The Trouble with Trolls
Settle or defend – both are expensive. Patent trolls cost businesses $29 billion last year in legal fees and licensing costs. The average amount companies spend on ending an NPE (non-practising entity) lawsuit ranges from $1.33 million for small companies to $7.27 million for large companies. (Source: Arstechnica)
Time is Money. The distraction and pressure of having to deal with trolls can be demoralizing, and productivity decreases as a result. Last year alone, this resulted in an indirect cost of about $83 billion dollars.(Source: Arstechnica)
Trolls Attack the Weak. A Boston University study concluded that 82% of defendants of patent troll litigations had less than $100 million in revenue indicating that smaller companies are at the greatest risk from trolls.(Source: Groklaw)
Number of Patent Troll Cases Annually
How to Fight a Troll
Check patents before you innovate. Be diligent, and check all patents and intellectual property before you begin development of a new product or service through existing databases (e.g. http://patft.uspto.gov/). If your search turns up find anything that raises concern, obtain opinions of invalidity (documents to support your company’s claim to your idea) to protect your company. This is a must for any entrepreneur and innovator as the consequences of being attacked by a patent troll can be devastating.
“Don’t fight the patent, fight the infringement,” says Drew Curtis, founder of fark.com. Essentially, this means you should protest “how” you have infringed rather than try to budge the perimeters of the patent. He also says to “make it clear from the beginning that you have no money at all or that you would rather spend money with your attorney, fighting the troll than actually giving them the money.”

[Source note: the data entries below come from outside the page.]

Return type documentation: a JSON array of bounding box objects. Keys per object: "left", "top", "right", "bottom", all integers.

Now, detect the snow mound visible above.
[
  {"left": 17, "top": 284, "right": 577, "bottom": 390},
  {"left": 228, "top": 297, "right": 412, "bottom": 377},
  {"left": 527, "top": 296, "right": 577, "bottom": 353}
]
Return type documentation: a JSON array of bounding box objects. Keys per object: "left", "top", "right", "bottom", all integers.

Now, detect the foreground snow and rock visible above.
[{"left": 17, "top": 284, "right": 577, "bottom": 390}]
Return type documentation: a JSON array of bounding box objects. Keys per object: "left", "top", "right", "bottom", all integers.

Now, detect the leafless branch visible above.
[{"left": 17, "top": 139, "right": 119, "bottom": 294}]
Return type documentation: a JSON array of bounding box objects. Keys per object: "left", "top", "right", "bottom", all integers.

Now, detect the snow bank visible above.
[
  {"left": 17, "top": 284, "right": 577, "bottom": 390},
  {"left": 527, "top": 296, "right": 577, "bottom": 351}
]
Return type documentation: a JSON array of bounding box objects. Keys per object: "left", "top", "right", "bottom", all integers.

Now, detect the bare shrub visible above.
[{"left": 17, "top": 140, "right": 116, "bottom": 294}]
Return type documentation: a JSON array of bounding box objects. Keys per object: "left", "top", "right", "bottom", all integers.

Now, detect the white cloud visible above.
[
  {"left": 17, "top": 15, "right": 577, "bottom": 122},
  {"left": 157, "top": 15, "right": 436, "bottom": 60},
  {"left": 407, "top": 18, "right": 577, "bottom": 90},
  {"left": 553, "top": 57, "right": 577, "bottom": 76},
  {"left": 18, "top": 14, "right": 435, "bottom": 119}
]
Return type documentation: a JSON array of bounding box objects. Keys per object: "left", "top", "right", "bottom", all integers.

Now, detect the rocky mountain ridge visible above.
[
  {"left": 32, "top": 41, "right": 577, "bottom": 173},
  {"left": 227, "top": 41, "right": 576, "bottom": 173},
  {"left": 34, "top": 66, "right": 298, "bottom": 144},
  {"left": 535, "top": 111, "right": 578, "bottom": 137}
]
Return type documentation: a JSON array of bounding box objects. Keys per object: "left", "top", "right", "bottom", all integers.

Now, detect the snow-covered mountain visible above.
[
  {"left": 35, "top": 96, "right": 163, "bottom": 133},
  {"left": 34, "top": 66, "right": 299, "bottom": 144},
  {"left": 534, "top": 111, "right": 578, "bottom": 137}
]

Fight rather than settle. Never settle because you are too lazy to deal with the patent trolls. Many charges are actually illegitimate with no infringements to intellectual property actually present. Often the odds favour the defendant – unless of course, your company is in fact infringing on the patent.
Settle (if you must). In some cases, settling can cost less than fighting an infringement charge. But be warned: patent trolls are looking for companies that will settle almost immediately with them – their profitability depends entirely on settlements. Settling is definitely an option but it is not recommended unless your company is tight on time and money.
3 Ridiculous Patent Troll Cases
- VS Technologies sued Twitter because they owned Patent 6,408,309, which was on “Method and system for creating an interactive virtual community of famous people.” – Twitter beat the patent troll and did not settle.
- Innovatio has been targeting many small hotels and coffee shops for offering the service of Wi-Fi. They have sued many companies for relatively low prices; prices that are cheaper than hiring a lawyer.
- Uniloc has been targeting companies like Gameloft, Laminar Research, Electronic Arts, because of their Patent 6,857,067, which is for an online authentication system that enables users to verify and access data on a portable “licensing medium”.
No matter how carefully you tread, patent trolls will always attempt to force a settlement. If you are targeted, don’t be afraid (trolls can smell fear). Instead, remember to be diligent about potential troll cases, fight the infringement instead of the patent, and don’t negotiate unless you absolutely have to. Stand tall and fight on!